Let’s be honest. When at a festival, attendees are in a reward mindset. It is a ringfenced break away from the responsibilities of the everyday in which attendees are focused on immersion, excess and being care free. This mindset shift means that other priorities can often fall down the hierarchy of needs – one of which is sustainability.

In order to encourage sustainability led behaviour at festivals, there needs to be a concerted effort from festivals and brands to integrate sustainability into their offer. Efforts that are made are noticed and applauded – even if it imposes some inconvenience on the part of festival-goers. Electric Picnic banning the use of disposable vapes is a good example of this. Promoting good sustainability practice is a signal of a well run and responsible event.

Recycling bins were widely available. It was clean and tidy which was a definite high point when you can see an event being run well with no mess about.” 
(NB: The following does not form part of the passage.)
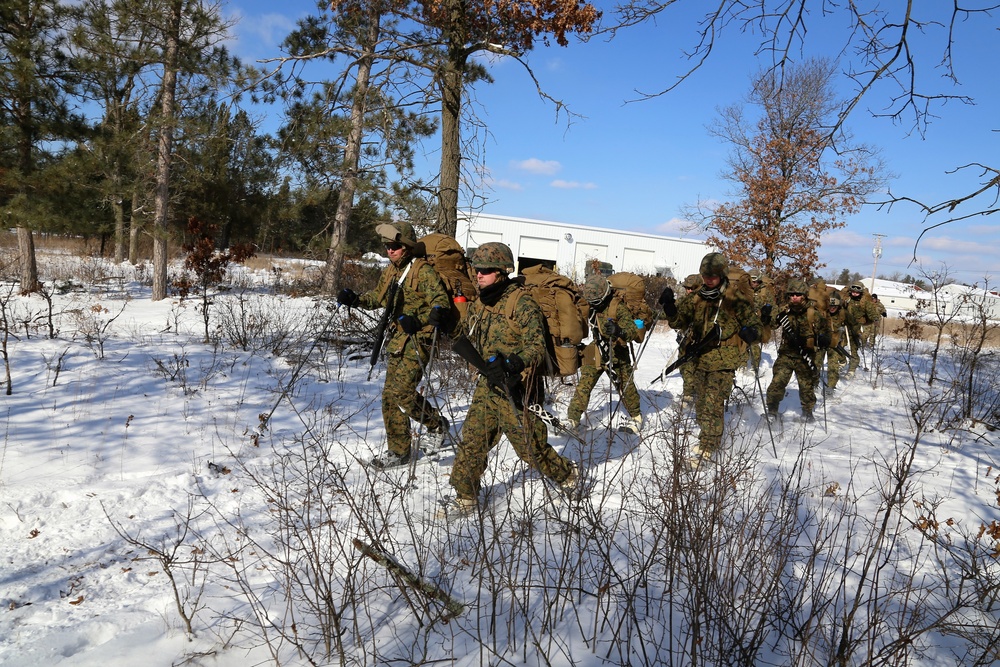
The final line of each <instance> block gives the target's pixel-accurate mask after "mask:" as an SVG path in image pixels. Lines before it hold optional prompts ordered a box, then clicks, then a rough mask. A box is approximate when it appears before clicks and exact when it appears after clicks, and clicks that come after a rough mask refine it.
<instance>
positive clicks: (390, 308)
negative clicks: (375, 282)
mask: <svg viewBox="0 0 1000 667" xmlns="http://www.w3.org/2000/svg"><path fill="white" fill-rule="evenodd" d="M398 290H399V283H397V282H396V281H395V280H394V281H392V282H391V283H389V291H388V292H387V293H386V295H385V312H383V313H382V318H381V319H380V320H379V321H378V328H377V329H375V344H374V345H373V346H372V356H371V359H369V361H368V363H369V367H368V379H369V380H371V379H372V371H373V370H374V369H375V364H377V363H378V355H379V354H381V353H382V346H383V345H384V344H385V330H386V328H387V327H388V326H389V318H390V317H391V316H392V311H393V310H395V307H396V292H397V291H398Z"/></svg>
Making a concerted effort on sustainability is important as poor sustainability behaviour at a festival can become infectious and lead to what we call in behavioural science ‘herd behaviour’. In other words, if sustainability is not advocated for by brands and festivals, attendees can take the position of “they don’t care.. so why should I?”.

In order to get attendees to engage with sustainability when at a festival it is imperative that it is made as easy as possible. It is something that they need to be continually reminded of to ‘jolt’ them out of the release state mindset they naturally enter into during a festival.


The busy festival landscape of Summer 2023 has illuminated important insights for brands seeking to make an impact. This creative approach by B&A to research has highlighted that brands play an integral role in the formation of memorable experiences at festivals for attendees and that more is needed to stand out from the crowd and cut through. As the festival scene continues to evolve, these insights provide a compass for brands to navigate with creativity and purpose.